Ebru’nun iki hayatı vardı. Biri, gerçek dünya. Biraz acımasız olsa da kendi içinde tatlı, hep mücadeleyle geçen; diğeri ise rüyalarındaki dünya. Eşi benzeri olmayan, gönlünce koşup oynadığı, tüm hayallerini yaşadığı dünya.
Her rüyanın bir sonu olduğunu biliyor olmanın tatlı telaşıyla yaşadılar aşklarını… “İkisi de hiç bitmesin istiyordu sanki. Havada uçuşan kelebekler gibiydiler, yere konmak istemediler, bu bir rüyaysa uyanmamalıydılar, gözleri kapalı olduğu hâlde gökkuşağını görüyorlardı. Mutluluk bu olmalıydı.”

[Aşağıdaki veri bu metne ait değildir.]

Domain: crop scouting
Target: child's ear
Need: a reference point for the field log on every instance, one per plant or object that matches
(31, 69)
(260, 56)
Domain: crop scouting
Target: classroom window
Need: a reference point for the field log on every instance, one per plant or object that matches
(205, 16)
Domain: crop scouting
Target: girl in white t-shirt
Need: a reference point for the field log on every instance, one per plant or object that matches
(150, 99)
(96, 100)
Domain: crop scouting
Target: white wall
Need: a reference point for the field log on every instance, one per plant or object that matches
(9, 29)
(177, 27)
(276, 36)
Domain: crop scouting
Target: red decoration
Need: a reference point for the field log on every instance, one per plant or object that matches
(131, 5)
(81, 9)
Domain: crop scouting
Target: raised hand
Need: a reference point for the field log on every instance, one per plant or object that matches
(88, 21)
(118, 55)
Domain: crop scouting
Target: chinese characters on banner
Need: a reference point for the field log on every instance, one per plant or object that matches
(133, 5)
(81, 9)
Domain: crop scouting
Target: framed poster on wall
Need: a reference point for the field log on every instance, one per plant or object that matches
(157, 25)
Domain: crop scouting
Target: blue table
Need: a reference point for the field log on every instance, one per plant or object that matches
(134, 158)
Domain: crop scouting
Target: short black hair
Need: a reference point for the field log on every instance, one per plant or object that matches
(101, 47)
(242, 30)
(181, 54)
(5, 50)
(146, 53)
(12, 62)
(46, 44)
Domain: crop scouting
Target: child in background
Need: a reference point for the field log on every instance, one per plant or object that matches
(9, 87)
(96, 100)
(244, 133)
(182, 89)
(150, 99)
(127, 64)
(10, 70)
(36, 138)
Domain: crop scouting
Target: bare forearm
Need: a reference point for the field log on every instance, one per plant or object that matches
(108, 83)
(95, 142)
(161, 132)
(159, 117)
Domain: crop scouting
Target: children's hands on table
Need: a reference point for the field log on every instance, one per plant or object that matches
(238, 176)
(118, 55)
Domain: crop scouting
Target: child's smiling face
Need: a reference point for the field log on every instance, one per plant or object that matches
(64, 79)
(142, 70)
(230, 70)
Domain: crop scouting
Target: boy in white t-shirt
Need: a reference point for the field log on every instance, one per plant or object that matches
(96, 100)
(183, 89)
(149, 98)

“Keşke başka şartlarda olsalardı o da Emin gibi olsaydı, talihsiz kaza olmasaydı, ara sıra bunlar aklından geçiyordu. Birinin bir anlık yaptığı hata başka birisinin tüm yaşamını etkiliyordu. Acımasız bir hayat, nereden baksan garipliklerle dolu, onca yaşanmışlıklar bir saniyede altüst olabiliyordu.” Ebru aklının, kalbinin bir köşesinde hep bunları geçiriyordu. Hep bir korku vardı içinde, kendinden bile sakladığı.
“Yersiz düşüncelerle uğraşma, sen benden, ötekinden, çoğumuzdan daha sağlıklısın. Yürüyüp de aklını boşa kullanan o kadar çok kişi var ki çevremizde, onlar şu an senin yerinde olmak için can atıyorlar, sen oturmuşsun neler düşünüyorsun. Kendine gel, kendine.” telkinlerine rağmen Ebru, içten içe hep bilmişti çekeceklerini. O güzel rüyalardaki soğuk silüet söylüyordu bunu, hiç konuşmadan hem de.
Bazen hayatın altı üstünden daha görkemli, daha zor olsa da daha güzel olabiliyordu. Herkes ektiğini biçecekti, herkes ettiği büyük lafları ekmeksiz yemek zorunda kalacaktı. Bu hikâyenin tek kazananı ise, şüphesiz, kalbinde engeli olmayanlardı.